Threats can often come from nothing more than a rogue click. Source: Shutterstock

Could machine learning help counter internal data breaches?

In an increasingly digital and interconnected age, data and integrated systems have grown to play an exclusive role in boosting the transformation process of a corporation.

The two make up the information network systems that corporations have today. Naturally, concerns over the network security increase as data are contained within the network systems and various endpoints can serve as entry points for cybercriminals.

However, there is a common misconception that threats are almost always, external; from outside of the operation’s network perimeter.

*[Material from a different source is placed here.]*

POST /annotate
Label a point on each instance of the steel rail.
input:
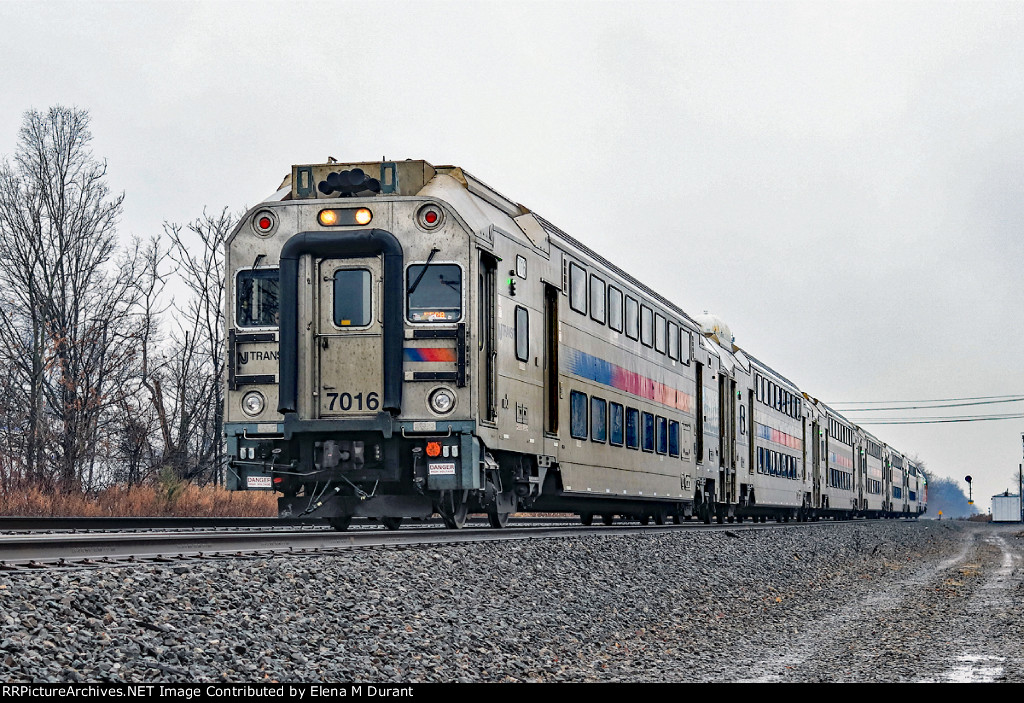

The default impression seems to revolve around how outsiders are the main causes of cybersecurity incidents – but what about internal actors like the employees?

Data breaches and cybersecurity issues can stem from within the network itself. In fact, a report by PwC revealed that 44 percent of cyber incidents can be attributed to internal actors.

Albeit, this does not mean that employees – or even managing directors – are all liabilities waiting to turn into cybercriminals. It does, however, reflect that cybersecurity measures can sometimes miscalculate the risks that internal actors present.

In such cases, advanced intelligent capabilities like machine learning (ML) can offer a solution. The technology not only has the ability to process myriads of data in real-time, but it can also learn from those data and make insightful predictions.

This is why ML can be seen as the perfect coupling for cybersecurity as it can evolve, much like the threats are themselves, but quicker. ML has a lot to offer to security teams when it comes to managing the threats and risks within a network perimeter – particularly via behavioral analytics capabilities.

Since internal security incidents are, more often than not, accidental in nature due to misjudgments or blunders, there is a need to leverage a solution that can stop these accidents before they happen.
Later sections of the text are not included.